We need petabyte/exabyte optical discs or something.
I'd settle for 10T for home use. Something that once a month I can have it spit out a disc and take it to my secure off-site location and put it in the vault. Fine, it's a storage unit and a $50 fire safe, probably not even rated for media. Currently I have 2 pairs of 8T drives that get rotated and updated with all my 'important' stuff.

Well the case I just bought has room for 16 drives, half of those 3.5". So that very well could be me in the future lol.
I'm currently aiming for 20tb, 100 is still a ways away but not impossible. I'd have to upgrade to 12tb drives to do so
Just save all your old but working drives and soon you can fill a 24 drive chassis that can be heard 3 blocks away and needed a larger UPS when all drives are spun up. That's my on-site backup so luckily those drives spend much of their lives asleep.
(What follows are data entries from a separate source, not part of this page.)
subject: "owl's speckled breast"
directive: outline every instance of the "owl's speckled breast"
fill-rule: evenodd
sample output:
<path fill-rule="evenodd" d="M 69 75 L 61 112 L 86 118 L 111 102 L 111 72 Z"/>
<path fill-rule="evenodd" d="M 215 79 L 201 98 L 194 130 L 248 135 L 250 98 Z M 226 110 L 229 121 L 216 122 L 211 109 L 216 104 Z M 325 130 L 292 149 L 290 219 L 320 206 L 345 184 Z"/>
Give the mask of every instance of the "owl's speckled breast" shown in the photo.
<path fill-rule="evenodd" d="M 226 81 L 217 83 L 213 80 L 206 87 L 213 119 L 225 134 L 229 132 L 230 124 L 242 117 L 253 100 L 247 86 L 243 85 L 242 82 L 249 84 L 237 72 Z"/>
Also, fuck, I just logged into that system to check and realized the drives aren't spun down. I re-installed the OS and forgot hdparm to set the power settings.
Luckily the monitoring script I copied over has the --nocheck flag to not spin them back up every 5 minutes when it checks the temperature, so at least it's not that problem.
 
As long as we're on the topic of storage, got a question. At what number of drives would you want to use RAID6 instead of RAID5? And would your view change depending whether it was HDD or SSD? Assuming NAS drives such as WD Reds.

I have a rough number in my head and I want to see if it's stupid.
 
"100 MB? I can't imagine ever filling up a 100 MB drive!" -Me, 1995

"Sweet! I was able to delete Solitaire, Minesweeper, and a bunch of fonts I'll never use! That extra 500kb should make my P3 better handle Call of Duty! Now I need to try anything to OC it!"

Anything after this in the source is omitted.